Osmo Pocket 4のレビューでもスローモーション撮影のシネマティックな表現に感動していたので、今回はOsmo Pocket 4Pで愛犬が水を飲む様子をとらえてみました。
舌の動きや透き通った水の飛沫をしっかりとらえることで、生命力が感じられる躍動感あるシーンに。犬という生き物は、こういう風に水を飲んでいるのかぁ…と、動物の生態の奥深さまでも発見できます。
素人撮影でも"サマになる"、D Log+最新D-Log 2カラー
新しいD-Log 2カラーは、17ストップのダイナミックレンジで記録することで、ハイライトからシャドウまで豊かなディテールをあますことなく捉え、映画撮影用カメラに匹評するほど撮影シーンをリアルに再現できるようになりました。
「DJI Mimo」アプリで簡単スマホ編集

ということで、動画撮影&編集が素人レベルの私が今回初めてD-Log 2での撮影に挑戦。プロなら動画編集ツールを駆使するところですが、私はとにかく早くお手軽を重視し、スマホのDJI Mimoアプリだけで編集してみました。
操作はいたってシンプル!アプリ「DJI Mimo」の動画編集画面下「色を元に戻す」ボタンをクリックするだけでD-Logを「カラーリカバリー」をONにするだけで自動的に最適な色味に補正(Rec.709変換)されます。

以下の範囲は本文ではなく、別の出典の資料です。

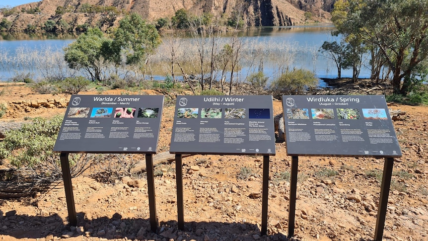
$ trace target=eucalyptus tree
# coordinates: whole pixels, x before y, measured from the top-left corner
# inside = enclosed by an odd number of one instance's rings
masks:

「よい靴は、履き主を良い場所へ連れて行ってくれる」というイタリアのことわざのように、素人でもOsmo Pocket 4Pを活用してD-Log撮影すれば、”サマになる”Vlogが完成。面倒くさがりな私でも、積極的に動画を撮ってSNSでシェアしたい気持ちにさせてくれます。
すべての日常が、シネマティックに変換されて”名場面”になる
Osmo Pocket 4Pの特長で紹介した、デュアルカメラの優れたズームとスローモーションを活用して撮影してみると、木の葉の揺らぎ、雨の雫の動き、水たまりの余韻なども全てアートに変換されて、なにげない日常も大事にしたい気持ちさせてくれます。
ペット好きもマストバイ!ズームの意外な活用術がここにあり
ワンコもそうですが動物って近寄ると逃げたり、カメラから目を逸らしたりするので、意外と撮影の難易度が高い。そんなハードルをOsmo Pocket 4Pがすべてを解決してくれたような気がします。
想像以上にデュアルカメラのズームが大活躍して、決定的瞬間や予測できない動きをしっかり映し出すことに心を揺さぶられました。
Osmo Pocket 4Pを使う前までは「ズームなんて使わないしプロではないから、わたしにはオーバースペックかも…」と思っていましたが、このOsmo Pocket 4Pがあれば、すべての日常が、シネマティックに変換されて"名場面"になることに心を揺さぶられました。
ということで、控え目にいってもOsmo Pocket 4Pは、素人からプロフェッショナルまで、あらゆるユーザーにとって"名機"となるポケットサイズのジンバルカメラです。